Technology has changed the very structure of who, how, where and what you do. In the virtual workplace you have minimal physical contact with other human beings and rely heavily on verbal communication. As a virtual worker you may interact with colleagues either synchronously in real time, or asynchronously in delayed time. You however, are likely to be tethered to and dependent on a screen or a mobile device. Technology has freed you in some ways and enslaved you in others.

Today many people work away from the main office or organization because they can stay connected in so many ways, whether they want to or not. We are all part of this huge shift. There are an ever-growing array of technologies, tools and options. These technologies have invaded our lives very quickly and not even researchers have had a real chance to study the long-term implications or influences. According to an NBC report, by the end of 2010 there were about 5 billion cell phone subscriptions worldwide. (10) Because of the allure of always being connected, many people cannot and do not disconnect. They are afraid they might miss something.

For the virtual worker, the isolation of working from home is a real issue. If you are working from home for the first time you may experience a type of culture shock.

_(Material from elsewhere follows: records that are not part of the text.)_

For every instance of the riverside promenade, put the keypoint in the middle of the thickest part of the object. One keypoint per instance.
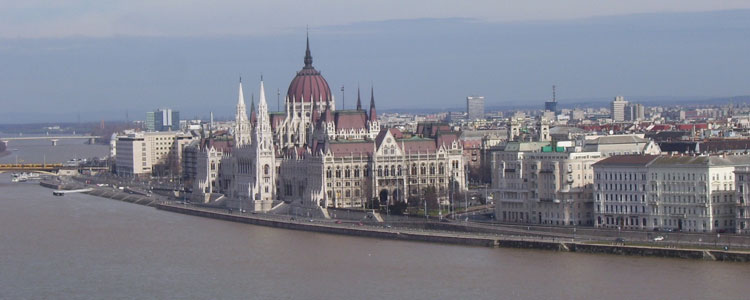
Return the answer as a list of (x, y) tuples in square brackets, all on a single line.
[(459, 238), (459, 233)]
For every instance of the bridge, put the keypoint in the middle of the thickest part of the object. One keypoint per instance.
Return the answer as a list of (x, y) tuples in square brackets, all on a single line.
[(50, 169), (53, 139)]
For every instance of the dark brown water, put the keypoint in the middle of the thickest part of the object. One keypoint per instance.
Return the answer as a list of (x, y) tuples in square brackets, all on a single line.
[(83, 247), (39, 151)]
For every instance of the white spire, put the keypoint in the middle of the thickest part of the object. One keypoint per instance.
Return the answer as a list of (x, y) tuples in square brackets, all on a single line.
[(242, 125), (241, 100)]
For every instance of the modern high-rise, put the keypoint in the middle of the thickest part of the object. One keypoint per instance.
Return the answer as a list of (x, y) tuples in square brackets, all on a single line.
[(475, 107), (163, 119), (634, 112), (618, 109)]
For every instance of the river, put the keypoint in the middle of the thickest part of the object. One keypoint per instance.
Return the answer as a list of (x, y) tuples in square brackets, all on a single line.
[(39, 151), (84, 247)]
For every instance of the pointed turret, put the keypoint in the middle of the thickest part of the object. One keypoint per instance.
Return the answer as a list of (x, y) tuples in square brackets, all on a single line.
[(328, 115), (359, 102), (308, 56), (241, 99), (253, 116), (373, 114), (242, 126), (315, 113)]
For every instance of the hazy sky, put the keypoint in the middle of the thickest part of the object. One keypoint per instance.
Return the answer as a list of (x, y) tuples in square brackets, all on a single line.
[(106, 59), (65, 18)]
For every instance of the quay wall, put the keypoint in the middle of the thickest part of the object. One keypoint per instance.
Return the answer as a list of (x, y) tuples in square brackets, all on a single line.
[(363, 232), (464, 239)]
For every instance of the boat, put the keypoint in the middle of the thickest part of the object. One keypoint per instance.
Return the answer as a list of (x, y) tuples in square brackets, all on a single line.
[(23, 177)]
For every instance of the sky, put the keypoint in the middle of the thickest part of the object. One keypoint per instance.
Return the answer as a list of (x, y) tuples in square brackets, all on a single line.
[(55, 19), (112, 59)]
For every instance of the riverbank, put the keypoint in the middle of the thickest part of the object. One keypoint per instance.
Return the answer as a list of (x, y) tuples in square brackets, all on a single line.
[(408, 234), (433, 232)]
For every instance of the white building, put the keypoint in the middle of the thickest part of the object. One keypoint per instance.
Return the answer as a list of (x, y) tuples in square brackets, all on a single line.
[(618, 109), (742, 184), (138, 153), (687, 193), (538, 183)]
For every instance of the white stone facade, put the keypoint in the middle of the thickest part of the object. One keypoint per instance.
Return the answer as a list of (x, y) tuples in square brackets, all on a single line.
[(540, 184)]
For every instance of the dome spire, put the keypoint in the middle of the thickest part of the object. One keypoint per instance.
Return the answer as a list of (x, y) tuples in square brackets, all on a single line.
[(373, 115), (308, 57)]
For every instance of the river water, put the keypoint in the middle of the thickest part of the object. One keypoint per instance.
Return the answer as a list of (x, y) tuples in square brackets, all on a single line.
[(39, 151), (84, 247)]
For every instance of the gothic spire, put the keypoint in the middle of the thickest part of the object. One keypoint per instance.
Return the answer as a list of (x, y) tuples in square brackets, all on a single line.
[(241, 100), (308, 57), (359, 102), (253, 116), (373, 115)]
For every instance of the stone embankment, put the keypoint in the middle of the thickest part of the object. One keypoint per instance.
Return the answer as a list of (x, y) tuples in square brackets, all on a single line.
[(400, 233)]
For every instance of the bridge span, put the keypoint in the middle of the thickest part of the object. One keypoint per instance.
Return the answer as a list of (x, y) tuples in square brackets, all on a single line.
[(53, 139), (50, 169)]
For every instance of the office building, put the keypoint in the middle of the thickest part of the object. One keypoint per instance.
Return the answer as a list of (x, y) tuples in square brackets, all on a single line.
[(475, 107), (618, 109), (163, 119)]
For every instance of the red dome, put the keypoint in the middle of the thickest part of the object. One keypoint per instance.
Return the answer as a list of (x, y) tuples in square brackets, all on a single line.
[(308, 85)]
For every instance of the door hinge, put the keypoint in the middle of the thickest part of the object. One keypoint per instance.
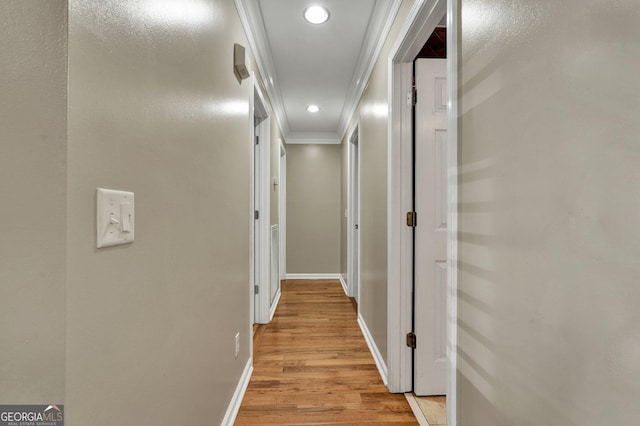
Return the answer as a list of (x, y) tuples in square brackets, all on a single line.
[(411, 340), (412, 219)]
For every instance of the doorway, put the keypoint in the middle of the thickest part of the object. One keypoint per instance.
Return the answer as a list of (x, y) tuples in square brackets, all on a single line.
[(420, 24), (430, 230), (282, 210), (353, 215), (261, 221)]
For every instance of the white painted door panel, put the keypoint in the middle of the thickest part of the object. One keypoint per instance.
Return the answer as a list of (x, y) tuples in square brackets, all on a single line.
[(430, 362)]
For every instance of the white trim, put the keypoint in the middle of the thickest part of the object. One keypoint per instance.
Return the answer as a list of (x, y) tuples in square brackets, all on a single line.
[(453, 14), (249, 13), (384, 15), (353, 261), (258, 104), (314, 276), (411, 399), (238, 395), (344, 285), (375, 353), (374, 41), (282, 209), (313, 138), (274, 305)]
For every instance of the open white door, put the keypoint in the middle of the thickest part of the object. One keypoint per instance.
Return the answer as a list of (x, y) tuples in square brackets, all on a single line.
[(261, 132), (353, 210), (430, 306)]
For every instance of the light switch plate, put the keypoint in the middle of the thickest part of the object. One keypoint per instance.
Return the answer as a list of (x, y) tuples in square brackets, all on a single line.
[(115, 217)]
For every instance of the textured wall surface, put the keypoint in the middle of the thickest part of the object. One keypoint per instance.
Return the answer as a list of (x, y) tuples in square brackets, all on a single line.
[(549, 237), (33, 112), (154, 108)]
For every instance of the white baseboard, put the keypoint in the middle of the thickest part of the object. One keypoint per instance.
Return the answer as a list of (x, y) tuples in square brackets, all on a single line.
[(344, 285), (238, 395), (274, 305), (377, 357), (314, 276), (422, 420)]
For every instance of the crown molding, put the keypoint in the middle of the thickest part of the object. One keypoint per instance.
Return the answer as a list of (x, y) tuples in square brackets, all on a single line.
[(313, 138), (383, 15), (253, 24), (382, 20)]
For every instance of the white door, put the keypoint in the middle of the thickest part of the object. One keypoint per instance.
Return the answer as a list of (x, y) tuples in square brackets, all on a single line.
[(353, 221), (430, 359), (257, 230)]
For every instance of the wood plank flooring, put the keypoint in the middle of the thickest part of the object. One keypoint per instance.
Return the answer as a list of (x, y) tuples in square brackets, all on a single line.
[(312, 365)]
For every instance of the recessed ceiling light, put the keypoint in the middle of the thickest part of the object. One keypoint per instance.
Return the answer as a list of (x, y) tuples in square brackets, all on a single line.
[(316, 15)]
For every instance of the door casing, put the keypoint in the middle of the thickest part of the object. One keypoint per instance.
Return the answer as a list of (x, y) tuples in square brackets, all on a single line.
[(422, 20), (353, 215), (260, 185)]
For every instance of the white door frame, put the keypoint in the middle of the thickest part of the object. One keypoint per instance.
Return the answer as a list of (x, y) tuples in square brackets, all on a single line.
[(422, 20), (282, 209), (353, 258), (260, 258)]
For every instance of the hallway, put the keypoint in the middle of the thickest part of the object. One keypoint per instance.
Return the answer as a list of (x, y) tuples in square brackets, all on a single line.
[(312, 365)]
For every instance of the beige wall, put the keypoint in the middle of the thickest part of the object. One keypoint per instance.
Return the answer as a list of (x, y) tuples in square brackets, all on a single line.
[(549, 237), (153, 108), (313, 209), (33, 207)]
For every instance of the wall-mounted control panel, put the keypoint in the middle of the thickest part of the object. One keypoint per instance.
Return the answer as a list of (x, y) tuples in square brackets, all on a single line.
[(115, 217)]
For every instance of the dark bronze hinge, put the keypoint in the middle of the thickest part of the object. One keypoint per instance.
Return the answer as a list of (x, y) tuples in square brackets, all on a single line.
[(411, 340), (412, 219)]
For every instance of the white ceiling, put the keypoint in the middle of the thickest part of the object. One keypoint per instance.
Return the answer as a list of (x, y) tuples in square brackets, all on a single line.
[(327, 64)]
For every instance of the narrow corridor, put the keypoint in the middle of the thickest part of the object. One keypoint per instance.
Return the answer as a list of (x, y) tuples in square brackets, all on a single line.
[(312, 365)]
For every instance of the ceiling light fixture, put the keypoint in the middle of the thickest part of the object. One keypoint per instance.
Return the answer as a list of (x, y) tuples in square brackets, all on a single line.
[(316, 15)]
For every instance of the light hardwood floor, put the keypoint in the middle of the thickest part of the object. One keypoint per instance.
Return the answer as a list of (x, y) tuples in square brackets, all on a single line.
[(312, 365)]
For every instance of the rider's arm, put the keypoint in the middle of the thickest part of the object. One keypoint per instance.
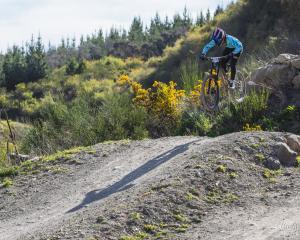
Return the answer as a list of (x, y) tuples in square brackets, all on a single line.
[(208, 46), (234, 43)]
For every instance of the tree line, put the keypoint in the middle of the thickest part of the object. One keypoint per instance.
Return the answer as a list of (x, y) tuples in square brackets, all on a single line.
[(31, 62)]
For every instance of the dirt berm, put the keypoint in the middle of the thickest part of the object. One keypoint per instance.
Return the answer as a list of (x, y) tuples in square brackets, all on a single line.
[(169, 188)]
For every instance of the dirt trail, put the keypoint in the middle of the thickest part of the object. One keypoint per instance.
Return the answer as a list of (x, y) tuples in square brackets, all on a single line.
[(115, 179), (55, 203)]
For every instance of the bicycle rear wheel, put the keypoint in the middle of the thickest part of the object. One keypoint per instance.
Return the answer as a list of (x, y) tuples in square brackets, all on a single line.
[(210, 95), (240, 91)]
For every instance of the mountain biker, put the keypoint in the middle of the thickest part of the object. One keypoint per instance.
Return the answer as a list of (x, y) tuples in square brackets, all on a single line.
[(233, 49)]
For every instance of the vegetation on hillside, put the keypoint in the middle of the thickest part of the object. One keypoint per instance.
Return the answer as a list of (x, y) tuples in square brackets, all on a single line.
[(83, 101)]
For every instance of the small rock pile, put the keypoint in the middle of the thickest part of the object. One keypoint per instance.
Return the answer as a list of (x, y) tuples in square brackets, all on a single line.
[(289, 151), (282, 75)]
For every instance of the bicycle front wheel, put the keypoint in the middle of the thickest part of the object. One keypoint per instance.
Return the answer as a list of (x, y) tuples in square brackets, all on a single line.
[(239, 93), (210, 95)]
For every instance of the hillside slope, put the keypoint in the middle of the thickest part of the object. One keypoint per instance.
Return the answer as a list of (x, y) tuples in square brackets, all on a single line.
[(266, 28), (169, 188)]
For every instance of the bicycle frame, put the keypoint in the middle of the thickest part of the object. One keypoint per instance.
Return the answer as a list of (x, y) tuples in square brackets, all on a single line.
[(215, 67)]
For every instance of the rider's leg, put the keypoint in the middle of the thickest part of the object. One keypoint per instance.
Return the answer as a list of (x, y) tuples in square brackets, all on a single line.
[(225, 61), (233, 64)]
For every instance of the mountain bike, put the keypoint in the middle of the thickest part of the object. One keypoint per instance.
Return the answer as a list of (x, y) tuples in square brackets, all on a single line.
[(215, 87)]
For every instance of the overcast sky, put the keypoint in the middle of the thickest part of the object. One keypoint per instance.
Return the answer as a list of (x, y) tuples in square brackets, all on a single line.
[(54, 19)]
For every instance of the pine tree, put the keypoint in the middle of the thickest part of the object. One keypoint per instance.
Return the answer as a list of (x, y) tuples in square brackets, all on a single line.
[(14, 67), (208, 16), (186, 19), (218, 10), (36, 60), (136, 33), (200, 19)]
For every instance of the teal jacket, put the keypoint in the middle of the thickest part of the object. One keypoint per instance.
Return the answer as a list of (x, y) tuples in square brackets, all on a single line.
[(231, 42)]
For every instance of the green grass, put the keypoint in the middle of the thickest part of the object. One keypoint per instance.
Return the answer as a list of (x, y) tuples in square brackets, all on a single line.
[(137, 236), (271, 174), (221, 168), (7, 182), (8, 172), (260, 157), (298, 161)]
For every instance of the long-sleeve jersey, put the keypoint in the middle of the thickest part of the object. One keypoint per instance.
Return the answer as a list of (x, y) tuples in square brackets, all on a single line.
[(231, 42)]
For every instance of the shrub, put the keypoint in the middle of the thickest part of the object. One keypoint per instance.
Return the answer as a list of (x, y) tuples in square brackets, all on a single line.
[(83, 124), (237, 115), (196, 123), (163, 104)]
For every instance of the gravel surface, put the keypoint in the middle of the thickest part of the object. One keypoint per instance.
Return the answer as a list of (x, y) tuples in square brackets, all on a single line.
[(169, 188)]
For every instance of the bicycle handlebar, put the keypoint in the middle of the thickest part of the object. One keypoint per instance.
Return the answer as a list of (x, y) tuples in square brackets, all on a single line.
[(215, 59)]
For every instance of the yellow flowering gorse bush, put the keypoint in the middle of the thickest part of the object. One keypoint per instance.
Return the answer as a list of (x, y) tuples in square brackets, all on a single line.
[(163, 101)]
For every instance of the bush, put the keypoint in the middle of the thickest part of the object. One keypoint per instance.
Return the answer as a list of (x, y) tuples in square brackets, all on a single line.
[(196, 123), (163, 103), (80, 124), (237, 115)]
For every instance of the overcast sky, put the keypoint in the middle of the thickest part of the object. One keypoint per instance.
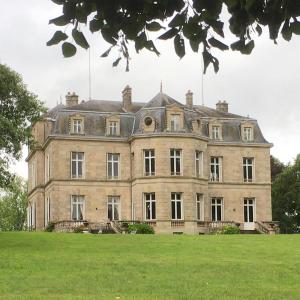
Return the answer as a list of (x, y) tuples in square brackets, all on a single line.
[(264, 85)]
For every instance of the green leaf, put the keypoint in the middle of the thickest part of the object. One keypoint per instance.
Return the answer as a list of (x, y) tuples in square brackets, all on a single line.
[(106, 53), (80, 39), (286, 31), (154, 26), (295, 27), (179, 46), (178, 20), (258, 30), (57, 38), (217, 44), (68, 49), (96, 25), (169, 34), (59, 21), (116, 62)]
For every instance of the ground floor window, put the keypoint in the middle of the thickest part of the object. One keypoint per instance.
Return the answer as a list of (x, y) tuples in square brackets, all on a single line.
[(150, 206), (199, 207), (77, 207), (216, 209), (249, 210), (47, 210), (176, 206), (113, 208)]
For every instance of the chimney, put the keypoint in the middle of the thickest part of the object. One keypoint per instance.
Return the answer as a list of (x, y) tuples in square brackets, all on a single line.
[(71, 99), (189, 99), (127, 98), (222, 106)]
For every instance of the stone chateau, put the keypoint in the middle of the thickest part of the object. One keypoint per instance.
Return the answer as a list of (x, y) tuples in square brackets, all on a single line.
[(182, 168)]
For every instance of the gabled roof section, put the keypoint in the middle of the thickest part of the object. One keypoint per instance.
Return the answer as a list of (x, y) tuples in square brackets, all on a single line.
[(105, 106), (161, 100)]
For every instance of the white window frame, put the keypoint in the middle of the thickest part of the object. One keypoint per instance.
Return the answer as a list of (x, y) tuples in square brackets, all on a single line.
[(149, 157), (247, 133), (199, 163), (199, 207), (175, 122), (113, 128), (47, 210), (214, 206), (216, 163), (175, 201), (77, 160), (174, 157), (247, 165), (77, 126), (78, 200), (247, 205), (215, 132), (112, 161), (114, 201), (149, 202)]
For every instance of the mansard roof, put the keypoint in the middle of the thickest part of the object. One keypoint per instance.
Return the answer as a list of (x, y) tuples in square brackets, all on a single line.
[(95, 113)]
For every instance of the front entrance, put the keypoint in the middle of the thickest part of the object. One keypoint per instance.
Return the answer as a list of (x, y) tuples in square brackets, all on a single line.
[(249, 214)]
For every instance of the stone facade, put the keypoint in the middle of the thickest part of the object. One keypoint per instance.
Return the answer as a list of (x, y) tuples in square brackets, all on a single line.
[(98, 151)]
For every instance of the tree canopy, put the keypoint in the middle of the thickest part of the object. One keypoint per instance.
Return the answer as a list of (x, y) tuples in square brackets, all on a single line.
[(200, 22), (13, 204), (286, 198), (19, 108)]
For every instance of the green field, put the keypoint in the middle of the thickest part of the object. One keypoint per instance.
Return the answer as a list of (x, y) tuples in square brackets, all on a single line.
[(78, 266)]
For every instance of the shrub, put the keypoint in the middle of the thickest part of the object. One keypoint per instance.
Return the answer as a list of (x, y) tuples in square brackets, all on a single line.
[(229, 230), (50, 227), (140, 228)]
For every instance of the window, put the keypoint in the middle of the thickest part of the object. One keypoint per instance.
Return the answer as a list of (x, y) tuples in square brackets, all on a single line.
[(215, 132), (199, 207), (77, 126), (47, 168), (248, 165), (175, 160), (150, 206), (215, 169), (77, 165), (175, 122), (249, 210), (176, 206), (216, 209), (149, 162), (77, 206), (47, 211), (113, 128), (247, 134), (113, 160), (199, 163), (113, 208)]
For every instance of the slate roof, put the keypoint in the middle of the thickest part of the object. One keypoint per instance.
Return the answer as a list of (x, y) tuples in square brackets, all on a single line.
[(95, 112)]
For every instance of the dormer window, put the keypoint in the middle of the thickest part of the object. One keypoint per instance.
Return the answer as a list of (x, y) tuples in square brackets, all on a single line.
[(175, 122), (215, 132), (247, 134), (113, 125), (77, 126)]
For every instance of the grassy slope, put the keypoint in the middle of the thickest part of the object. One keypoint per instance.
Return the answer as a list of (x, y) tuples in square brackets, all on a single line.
[(76, 266)]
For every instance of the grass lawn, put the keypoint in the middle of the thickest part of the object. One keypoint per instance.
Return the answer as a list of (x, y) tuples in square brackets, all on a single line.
[(78, 266)]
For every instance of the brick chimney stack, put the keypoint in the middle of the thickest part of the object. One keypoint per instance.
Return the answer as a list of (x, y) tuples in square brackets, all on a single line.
[(189, 99), (127, 98), (222, 106), (71, 99)]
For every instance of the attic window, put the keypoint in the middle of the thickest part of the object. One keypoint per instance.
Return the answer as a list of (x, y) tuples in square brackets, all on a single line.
[(148, 121)]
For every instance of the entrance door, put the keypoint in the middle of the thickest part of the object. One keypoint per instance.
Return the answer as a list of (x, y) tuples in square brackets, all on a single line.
[(249, 213)]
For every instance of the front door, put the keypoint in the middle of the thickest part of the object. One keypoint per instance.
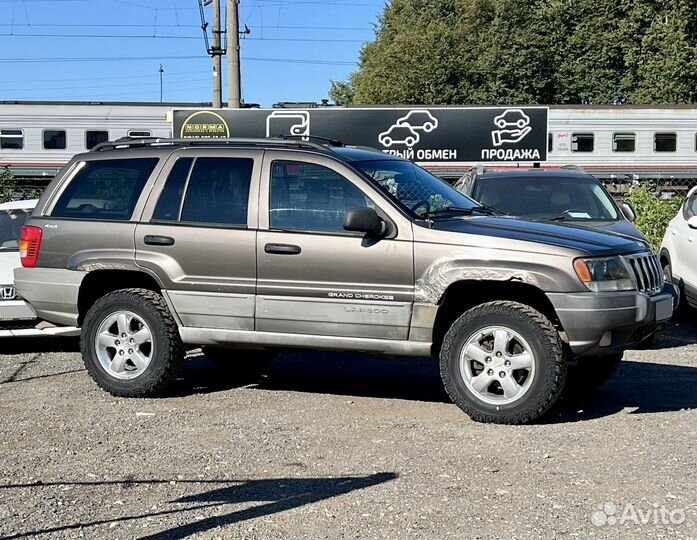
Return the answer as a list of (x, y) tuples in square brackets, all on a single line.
[(313, 276), (200, 237)]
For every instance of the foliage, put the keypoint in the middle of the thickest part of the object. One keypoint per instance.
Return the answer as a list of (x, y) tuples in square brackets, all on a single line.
[(437, 52), (7, 185), (653, 213)]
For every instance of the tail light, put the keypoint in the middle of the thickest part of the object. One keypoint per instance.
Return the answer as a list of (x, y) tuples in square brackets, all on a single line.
[(30, 245)]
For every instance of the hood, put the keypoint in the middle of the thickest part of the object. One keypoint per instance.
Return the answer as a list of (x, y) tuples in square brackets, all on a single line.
[(9, 260), (594, 242), (620, 227)]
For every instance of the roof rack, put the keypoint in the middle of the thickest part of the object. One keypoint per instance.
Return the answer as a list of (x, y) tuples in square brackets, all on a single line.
[(142, 142)]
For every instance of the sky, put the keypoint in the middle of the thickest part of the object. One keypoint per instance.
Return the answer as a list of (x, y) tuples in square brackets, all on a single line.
[(111, 50)]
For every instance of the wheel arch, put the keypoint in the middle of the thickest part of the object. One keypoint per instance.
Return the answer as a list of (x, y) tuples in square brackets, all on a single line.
[(466, 294), (100, 282), (664, 257)]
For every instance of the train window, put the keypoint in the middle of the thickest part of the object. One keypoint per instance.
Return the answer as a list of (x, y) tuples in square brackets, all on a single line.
[(665, 142), (582, 142), (93, 138), (623, 142), (11, 139), (136, 133), (55, 139)]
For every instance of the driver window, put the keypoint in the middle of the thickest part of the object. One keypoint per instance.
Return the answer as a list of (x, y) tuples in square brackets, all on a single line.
[(309, 197), (691, 207)]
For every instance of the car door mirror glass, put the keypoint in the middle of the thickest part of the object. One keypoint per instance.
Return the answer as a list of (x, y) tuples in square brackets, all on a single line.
[(365, 220), (628, 211)]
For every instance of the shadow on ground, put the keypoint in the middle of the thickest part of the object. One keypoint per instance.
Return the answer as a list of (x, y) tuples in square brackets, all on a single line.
[(271, 495)]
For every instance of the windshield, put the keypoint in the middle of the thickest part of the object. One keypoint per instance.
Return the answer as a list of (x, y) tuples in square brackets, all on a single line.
[(11, 222), (547, 197), (414, 189)]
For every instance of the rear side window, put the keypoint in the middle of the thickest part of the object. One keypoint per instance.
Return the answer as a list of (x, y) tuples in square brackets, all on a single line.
[(55, 139), (170, 200), (690, 208), (105, 189), (218, 191)]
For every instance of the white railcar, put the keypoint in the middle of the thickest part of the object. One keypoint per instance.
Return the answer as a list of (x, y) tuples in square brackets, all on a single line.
[(645, 142), (611, 142), (37, 139)]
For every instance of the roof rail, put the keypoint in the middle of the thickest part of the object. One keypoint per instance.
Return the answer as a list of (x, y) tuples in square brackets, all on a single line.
[(142, 142)]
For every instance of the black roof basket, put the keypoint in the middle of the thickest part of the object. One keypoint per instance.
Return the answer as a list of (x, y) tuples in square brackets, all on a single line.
[(155, 142)]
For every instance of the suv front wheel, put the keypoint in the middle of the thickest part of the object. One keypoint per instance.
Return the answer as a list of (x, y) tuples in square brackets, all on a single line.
[(502, 362), (130, 343)]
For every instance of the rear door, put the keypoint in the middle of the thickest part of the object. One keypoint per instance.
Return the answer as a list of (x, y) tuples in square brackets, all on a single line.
[(686, 241), (199, 236), (313, 276)]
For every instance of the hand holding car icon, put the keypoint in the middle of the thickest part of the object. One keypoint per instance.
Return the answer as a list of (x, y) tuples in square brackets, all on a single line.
[(513, 118), (510, 136)]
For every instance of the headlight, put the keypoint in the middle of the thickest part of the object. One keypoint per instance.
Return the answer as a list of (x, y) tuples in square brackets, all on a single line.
[(604, 274)]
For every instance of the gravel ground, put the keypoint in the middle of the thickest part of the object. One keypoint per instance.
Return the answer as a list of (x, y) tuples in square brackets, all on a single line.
[(343, 446)]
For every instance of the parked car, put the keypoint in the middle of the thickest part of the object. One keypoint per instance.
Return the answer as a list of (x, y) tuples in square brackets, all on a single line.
[(679, 249), (17, 318), (277, 244), (574, 198)]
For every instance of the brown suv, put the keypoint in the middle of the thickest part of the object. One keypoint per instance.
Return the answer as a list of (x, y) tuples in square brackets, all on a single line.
[(151, 245)]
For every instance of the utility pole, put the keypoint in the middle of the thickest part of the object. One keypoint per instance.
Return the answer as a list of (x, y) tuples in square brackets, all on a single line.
[(217, 53), (162, 70), (233, 36)]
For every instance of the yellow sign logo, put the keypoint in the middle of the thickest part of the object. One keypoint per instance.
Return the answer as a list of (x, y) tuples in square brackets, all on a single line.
[(205, 125)]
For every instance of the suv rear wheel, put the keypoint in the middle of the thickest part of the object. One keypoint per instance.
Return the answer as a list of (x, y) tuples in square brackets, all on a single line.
[(502, 362), (130, 343)]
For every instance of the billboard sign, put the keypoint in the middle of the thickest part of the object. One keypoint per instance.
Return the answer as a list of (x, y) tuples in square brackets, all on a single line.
[(447, 135)]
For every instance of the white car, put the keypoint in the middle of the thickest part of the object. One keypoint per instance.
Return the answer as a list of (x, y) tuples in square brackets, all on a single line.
[(17, 318), (679, 249)]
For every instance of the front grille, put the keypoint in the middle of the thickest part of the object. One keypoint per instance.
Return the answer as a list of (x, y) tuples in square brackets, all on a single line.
[(7, 292), (647, 272)]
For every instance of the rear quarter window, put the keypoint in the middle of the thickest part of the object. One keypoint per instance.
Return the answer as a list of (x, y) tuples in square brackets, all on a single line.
[(105, 189)]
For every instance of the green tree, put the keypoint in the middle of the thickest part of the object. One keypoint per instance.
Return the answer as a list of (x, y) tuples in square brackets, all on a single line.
[(653, 213), (7, 185), (662, 61)]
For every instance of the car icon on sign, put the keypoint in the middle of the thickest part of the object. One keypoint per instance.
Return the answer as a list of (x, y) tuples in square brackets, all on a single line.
[(512, 118), (399, 135), (419, 119)]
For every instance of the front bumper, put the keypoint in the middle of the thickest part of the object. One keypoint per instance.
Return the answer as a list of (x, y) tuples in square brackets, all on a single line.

You may feel apprehensive and not contact colleagues for help, because you were used to walking over to the person’s desk. You may not intuitively know what to do after drinking your morning coffee. The feeling of isolation can be minimized by developing specific strategies, but it does not happen over night. All of a sudden you may realize how many house chores you have pushed to the side and may even get the urge to do them when you should be working. You may become intensely aware of everyone else’s schedule—-the kids, the dog, the mailman—-except your own. You may even experience loss of your sense of identity, especially when there is no need to wear a suit and there is no physical pat on the back.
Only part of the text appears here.